Probably used to it, Grif thought, letting himself sink.
Vacuumed silence overran the room, blunting even Grif’s celestial senses. Shape and form and sensation blurred as their energies melded as one, and they fell together, burrowing back into skin and cells and tissue and blood. By the time they fully occupied Nicole’s body, her life energy was cocooned safely inside of his.
The blood in her core was not entirely still. Her sluggish pulse still lapped like low tide at the shore, not yet aware its efforts were futile. Grif was, though, which was why the sudden explosion of color behind the dead woman’s eyelids rocked him. Then the tang of blood and saliva invaded his mouth, followed by the ache of mortal injury—dulled by shock but still keen—and Rockwell’s gaping wounds were suddenly his. Stinging fingertips—she had fought—were also his. The clamminess seeping in to claim the once-warm body made him want to gasp and struggle, and the ache that swelled inside him wasn’t from injury but from a long-forgotten, yet familiar, desire.
Life.
Grif clenched his jaw, and felt foreign teeth grind together in an unfamiliar way. Pushing that discomfort away, he forced his energy down, past cells and tissue and the molecules that made everything on the Surface so tangible. An instant later, he was facedown beneath Rockwell’s deathbed, alone in spirit, lying in a sticky pool of blood. When he slid out from under the bed, Nicole was already sitting up, literally h
olding her head.
“I feel like shit,” she gurgled.
“Well, keep your eyes on the floor, honey, ’cuz you look even worse.”
She did, though glared at him first. “And keep yours to yourself.”
“Not a show I care to see,” he muttered, but crossed to the window to wait. Clumsy rummaging followed, silence, then exhausted groans and more silence.

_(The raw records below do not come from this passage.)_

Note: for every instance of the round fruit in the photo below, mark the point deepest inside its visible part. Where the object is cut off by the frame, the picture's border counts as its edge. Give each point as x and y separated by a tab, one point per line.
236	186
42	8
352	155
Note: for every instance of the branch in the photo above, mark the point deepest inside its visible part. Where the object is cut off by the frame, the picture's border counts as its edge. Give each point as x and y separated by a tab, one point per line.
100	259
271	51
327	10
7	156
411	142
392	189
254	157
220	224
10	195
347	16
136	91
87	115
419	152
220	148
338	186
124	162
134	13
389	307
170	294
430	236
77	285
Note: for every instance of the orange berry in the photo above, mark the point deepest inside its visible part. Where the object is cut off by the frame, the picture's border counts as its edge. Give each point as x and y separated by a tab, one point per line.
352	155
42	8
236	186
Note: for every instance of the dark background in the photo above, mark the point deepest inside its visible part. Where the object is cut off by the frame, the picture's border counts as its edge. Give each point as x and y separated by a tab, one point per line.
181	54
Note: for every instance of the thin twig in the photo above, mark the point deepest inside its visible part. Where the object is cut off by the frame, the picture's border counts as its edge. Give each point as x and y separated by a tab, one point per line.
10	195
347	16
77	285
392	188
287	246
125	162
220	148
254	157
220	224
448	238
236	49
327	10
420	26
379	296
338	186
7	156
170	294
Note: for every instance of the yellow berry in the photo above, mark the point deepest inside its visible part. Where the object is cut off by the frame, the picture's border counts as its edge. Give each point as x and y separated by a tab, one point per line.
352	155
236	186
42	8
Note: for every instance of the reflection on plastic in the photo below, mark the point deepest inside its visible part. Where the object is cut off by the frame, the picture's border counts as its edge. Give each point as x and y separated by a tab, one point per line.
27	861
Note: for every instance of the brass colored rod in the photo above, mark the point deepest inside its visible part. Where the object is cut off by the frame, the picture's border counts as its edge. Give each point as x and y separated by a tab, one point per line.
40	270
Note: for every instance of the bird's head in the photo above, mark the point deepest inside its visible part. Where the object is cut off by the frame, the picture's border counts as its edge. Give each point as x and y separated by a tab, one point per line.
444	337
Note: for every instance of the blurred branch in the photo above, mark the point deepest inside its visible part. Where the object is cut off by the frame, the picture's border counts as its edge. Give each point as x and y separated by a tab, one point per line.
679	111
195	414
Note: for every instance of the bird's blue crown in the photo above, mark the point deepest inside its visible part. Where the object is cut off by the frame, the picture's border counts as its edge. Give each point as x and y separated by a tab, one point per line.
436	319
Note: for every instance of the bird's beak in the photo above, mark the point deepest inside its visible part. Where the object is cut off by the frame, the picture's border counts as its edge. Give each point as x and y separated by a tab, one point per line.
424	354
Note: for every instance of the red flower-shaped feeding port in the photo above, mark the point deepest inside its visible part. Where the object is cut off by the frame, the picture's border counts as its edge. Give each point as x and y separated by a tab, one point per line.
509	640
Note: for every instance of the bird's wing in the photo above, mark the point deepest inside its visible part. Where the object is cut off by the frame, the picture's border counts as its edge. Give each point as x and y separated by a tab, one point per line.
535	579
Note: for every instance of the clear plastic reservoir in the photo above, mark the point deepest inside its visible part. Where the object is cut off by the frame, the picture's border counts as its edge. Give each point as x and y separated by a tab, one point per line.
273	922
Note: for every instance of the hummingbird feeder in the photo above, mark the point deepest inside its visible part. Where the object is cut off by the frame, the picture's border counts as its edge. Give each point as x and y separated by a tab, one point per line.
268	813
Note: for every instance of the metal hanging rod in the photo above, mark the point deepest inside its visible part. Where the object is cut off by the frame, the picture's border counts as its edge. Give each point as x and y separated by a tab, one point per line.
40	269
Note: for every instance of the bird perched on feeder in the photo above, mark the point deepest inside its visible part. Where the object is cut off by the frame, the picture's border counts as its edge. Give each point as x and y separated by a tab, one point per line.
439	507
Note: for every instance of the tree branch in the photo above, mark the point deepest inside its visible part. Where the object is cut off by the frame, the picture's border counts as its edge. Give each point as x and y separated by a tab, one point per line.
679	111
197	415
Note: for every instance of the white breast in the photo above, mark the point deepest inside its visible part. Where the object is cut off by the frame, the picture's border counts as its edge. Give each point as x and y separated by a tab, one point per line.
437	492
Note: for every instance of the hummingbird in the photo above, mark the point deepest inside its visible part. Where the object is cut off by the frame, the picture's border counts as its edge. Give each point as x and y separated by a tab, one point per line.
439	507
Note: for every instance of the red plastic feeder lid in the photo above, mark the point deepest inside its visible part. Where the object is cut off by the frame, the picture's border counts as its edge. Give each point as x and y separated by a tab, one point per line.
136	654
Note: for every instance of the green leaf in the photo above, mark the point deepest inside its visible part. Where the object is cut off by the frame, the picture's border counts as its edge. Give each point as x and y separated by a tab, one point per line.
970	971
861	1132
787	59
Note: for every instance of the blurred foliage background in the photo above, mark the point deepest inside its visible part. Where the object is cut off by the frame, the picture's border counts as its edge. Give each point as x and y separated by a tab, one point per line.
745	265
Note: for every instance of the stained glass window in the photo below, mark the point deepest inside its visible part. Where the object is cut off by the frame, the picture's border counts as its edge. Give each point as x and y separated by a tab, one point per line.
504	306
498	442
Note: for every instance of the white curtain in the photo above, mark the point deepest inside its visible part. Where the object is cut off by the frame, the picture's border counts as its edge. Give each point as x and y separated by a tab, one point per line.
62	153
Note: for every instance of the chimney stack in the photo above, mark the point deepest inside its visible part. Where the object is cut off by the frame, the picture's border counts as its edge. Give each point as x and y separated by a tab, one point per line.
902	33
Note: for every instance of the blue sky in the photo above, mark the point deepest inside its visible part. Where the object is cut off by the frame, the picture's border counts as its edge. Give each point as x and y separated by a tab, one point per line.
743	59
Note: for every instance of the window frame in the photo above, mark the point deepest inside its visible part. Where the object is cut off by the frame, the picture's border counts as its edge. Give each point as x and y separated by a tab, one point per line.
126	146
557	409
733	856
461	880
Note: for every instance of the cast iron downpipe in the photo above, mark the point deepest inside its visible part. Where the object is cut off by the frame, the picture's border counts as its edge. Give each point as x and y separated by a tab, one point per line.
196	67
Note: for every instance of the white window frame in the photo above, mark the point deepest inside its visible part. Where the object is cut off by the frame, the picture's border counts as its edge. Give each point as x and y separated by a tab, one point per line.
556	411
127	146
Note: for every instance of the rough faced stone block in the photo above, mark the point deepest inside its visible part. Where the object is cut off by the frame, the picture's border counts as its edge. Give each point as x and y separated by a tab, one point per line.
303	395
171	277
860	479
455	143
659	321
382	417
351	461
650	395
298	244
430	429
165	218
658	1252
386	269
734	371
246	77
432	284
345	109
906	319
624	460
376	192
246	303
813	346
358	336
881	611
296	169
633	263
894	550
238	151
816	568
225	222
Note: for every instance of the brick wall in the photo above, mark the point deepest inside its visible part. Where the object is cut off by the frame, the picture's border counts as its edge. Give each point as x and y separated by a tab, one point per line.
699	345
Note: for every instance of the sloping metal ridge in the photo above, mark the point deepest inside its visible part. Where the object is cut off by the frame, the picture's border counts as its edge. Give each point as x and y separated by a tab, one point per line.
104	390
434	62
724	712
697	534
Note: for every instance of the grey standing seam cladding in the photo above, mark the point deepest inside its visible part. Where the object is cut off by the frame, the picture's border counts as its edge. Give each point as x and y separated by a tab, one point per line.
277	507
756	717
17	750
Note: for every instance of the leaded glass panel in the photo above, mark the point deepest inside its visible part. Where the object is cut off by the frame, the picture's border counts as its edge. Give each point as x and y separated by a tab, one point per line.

Grif needed a moment to recover anyway. Rubbing his aching chest, he pulled back one grungy curtain panel. He’d left the pain of mortality behind long ago, and the suggestion of skin over his soul smothered and burned, like he’d been dipped in hot wax.
How could he have forgotten this?
A movement outside the window caught his eye, and he focused on it like an alley cat spying a rat. He tried to zoom in, but Nicole’s humanity blunted his vision. He’d gotten so used to telescopic eyesight—to all the gifts afforded a Centurion—that he was unaccustomed to limited senses. Yet there was just enough residue from the Everlast to see clearly into the blackened winter night, and when Grif finally focused, he couldn’t help but wish for full celestial vision again.
If Grif was a B-movie version of an old-school P.I., then this woman was a full-fledged screen siren. Even from a distance, he could make out silky sable hair pulled back from sky-high cheekbones. They rode a round, sculpted face with lips tucked at the center of it like full, pink cushions. And that shape, he thought, as she stepped from the car. Curves like he hadn’t seen on a woman in decades. More hairpins than Mulholland Drive, every sweeping stretch draped in red silk, shimmering in places that made his mouth go dry.
Maybe it was just his imagination, but the outfit looked like a throwback to his time, when women wore clothes that made them look like walking gifts instead of unwrapped packages. Mirage or not, he thought, rubbing at his eyes, she was the prettiest woman he’d ever seen.
Yet even from a distance, even as she angled her head to reveal a neck as smooth and creamy and inviting as the rest of her, there was a sharpness to her, an awareness of her surroundings as she squinted . . . then looked directly at him.